PS: Of course this implementation is primitive and ugly, and each version of Python is gradually improving the interaction between Gil and thread scheduling. For example, try to hold the Gil in a thread context switch, release the Gil while waiting on Io, and so on. But what cannot be changed is that the existence of the Gil makes the expensive operation of operating system thread scheduling more extravagant.

To intuitively understand the performance impact of the Gil for multithreading, a test result diagram is directly borrowed here (see). The figure shows the execution of two threads on a dual-core CPU. Two threads are CPU-intensive operations threads. The green section indicates that the thread is running, and in performing a useful calculation, the red part is the thread that is scheduled to wake up, but cannot get the time that the Gil has caused a valid operation to wait.

As the diagram shows, the existence of the Gil causes multithreading to not be very good immediately multi-core CPU concurrency processing capability.

Can Python's IO-intensive threads benefit from multi-threading? Let's take a look at the test results below. The color represents the meaning and consistency. The white part indicates that the IO thread is waiting. It can be seen that when the IO thread receives the packet caused by the terminal switchover, still due to the presence of a CPU-intensive thread, the Gil lock cannot be obtained, resulting in endless loop waiting.

The simple summary is that Python's multithreading on a multicore CPU only has a positive effect on IO-intensive computing, and when there is at least one CPU-intensive thread present, the multi-threading efficiency can be greatly reduced by the Gil.

How to avoid being affected by the Gil
Say so much, if not to say the solution is just a science post, and then eggs. Gil is so rotten, is there any way to get around it? Let's take a look at some of the ready-made solutions.

* Replace thread with multiprocessing

The emergence of the multiprocessing library is largely to compensate for the inefficiency of the thread library because of the Gil. It completely replicates a set of thread-provided interfaces for easy migration. The only difference is that it uses multiple processes rather than multithreading. Each process has its own independent Gil, so there will not be a process of Gil scramble.

Of course multiprocessing is not a panacea. Its introduction increases the difficulty of data communication and synchronization between threads when the program is implemented. Take the counter to give an example, if we want multiple threads to accumulate the same variable, for thread, declare a global variable, with thread. Lock's context wraps around three lines and it's done. Multiprocessing because the process can not see the other side of the data, only through the main thread to declare a queue,put get or share memory method. This extra cost of implementation makes it even more painful to encode a very painful multithreaded program. Specific difficulties in which interested readers can expand to read this article

* with other parsers

It was also mentioned that since Gil is only a product of CPython, is it better to have other parsers? Yes, parsers like Jpython and IronPython don't need Gil's help because they implement language features.

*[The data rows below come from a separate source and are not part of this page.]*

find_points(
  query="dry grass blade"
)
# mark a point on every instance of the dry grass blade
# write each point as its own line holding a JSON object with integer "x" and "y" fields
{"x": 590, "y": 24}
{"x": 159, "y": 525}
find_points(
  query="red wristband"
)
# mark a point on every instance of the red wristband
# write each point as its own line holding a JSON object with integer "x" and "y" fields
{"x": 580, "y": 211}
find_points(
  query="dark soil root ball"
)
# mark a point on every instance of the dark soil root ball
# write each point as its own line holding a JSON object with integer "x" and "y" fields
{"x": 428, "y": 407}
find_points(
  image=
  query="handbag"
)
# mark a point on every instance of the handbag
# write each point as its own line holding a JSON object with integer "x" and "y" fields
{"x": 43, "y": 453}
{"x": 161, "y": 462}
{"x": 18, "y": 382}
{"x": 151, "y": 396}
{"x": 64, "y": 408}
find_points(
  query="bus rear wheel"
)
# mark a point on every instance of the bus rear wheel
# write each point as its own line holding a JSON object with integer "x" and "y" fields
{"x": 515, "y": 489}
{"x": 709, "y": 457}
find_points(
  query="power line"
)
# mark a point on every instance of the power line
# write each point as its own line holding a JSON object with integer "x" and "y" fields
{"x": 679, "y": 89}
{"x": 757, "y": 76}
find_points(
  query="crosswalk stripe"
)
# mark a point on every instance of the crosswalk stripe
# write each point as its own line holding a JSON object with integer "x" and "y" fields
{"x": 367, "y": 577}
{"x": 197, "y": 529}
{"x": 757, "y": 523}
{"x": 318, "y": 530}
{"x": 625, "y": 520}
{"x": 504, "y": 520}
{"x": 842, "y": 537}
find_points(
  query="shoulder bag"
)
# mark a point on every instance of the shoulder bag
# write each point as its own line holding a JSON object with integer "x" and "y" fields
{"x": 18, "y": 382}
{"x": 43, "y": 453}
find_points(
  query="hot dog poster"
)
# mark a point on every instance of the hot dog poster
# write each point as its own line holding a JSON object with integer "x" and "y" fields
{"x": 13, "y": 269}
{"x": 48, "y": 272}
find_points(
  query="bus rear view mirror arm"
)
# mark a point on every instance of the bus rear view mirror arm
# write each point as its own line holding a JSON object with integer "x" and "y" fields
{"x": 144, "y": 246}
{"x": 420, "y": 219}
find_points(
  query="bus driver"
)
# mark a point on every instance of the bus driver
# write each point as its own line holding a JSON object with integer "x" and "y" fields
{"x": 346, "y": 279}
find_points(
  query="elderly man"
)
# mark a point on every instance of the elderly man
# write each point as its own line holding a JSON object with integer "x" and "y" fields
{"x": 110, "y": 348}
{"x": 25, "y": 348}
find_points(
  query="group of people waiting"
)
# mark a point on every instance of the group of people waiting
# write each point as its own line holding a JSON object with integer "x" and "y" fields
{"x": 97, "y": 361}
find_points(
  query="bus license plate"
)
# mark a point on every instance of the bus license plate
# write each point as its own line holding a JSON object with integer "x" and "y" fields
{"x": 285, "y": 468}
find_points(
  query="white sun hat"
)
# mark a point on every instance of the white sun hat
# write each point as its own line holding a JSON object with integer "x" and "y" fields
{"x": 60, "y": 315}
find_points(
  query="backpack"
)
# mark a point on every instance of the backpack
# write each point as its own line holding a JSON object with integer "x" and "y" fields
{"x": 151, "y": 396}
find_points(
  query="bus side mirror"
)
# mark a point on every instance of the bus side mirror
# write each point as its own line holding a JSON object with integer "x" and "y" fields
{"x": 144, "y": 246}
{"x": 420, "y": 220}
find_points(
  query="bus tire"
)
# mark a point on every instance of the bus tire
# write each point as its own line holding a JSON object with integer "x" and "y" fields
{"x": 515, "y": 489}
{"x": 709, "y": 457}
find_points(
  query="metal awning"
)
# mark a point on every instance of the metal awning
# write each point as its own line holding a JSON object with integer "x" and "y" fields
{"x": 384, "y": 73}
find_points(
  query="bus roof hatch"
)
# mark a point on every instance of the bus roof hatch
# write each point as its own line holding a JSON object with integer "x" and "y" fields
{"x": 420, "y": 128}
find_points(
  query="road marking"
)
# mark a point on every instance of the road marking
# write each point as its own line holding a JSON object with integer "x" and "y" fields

However, with the use of java/c# for parser implementations, they also lost the opportunity to take advantage of the many useful features of the community's C-language modules. So these parsers have always been relatively small. After all, the function and performance of everyone in the beginning will choose the former, done is better than perfect.

So it's hopeless?

Of course the Python community is also working very hard to constantly improve the Gil, even trying to remove the Gil. And in each iteration has made a lot of progress. Interested readers can extend the reading of this slide another improvement reworking the Gil-change the granularity of the switch from opcode count based to time slice count-avoid the last time the thread of the GIL lock is dispatched again immediately- New Thread priority feature (high-priority threads can force other threads to release the Gil Lock held)

Summarize
The Python Gil is actually the product of the tradeoff between function and performance, which is especially reasonable and has more difficult to change objective factors. From this analysis, we can do some simple sums:-because the Gil exists, only the IO bound scenario will get better performance of multiple threads-if the parallel computing performance of the program can consider the core part of the C module, or simply in other languages to implement- The Gil will continue to exist for a longer period of time, but it will be continuously improved.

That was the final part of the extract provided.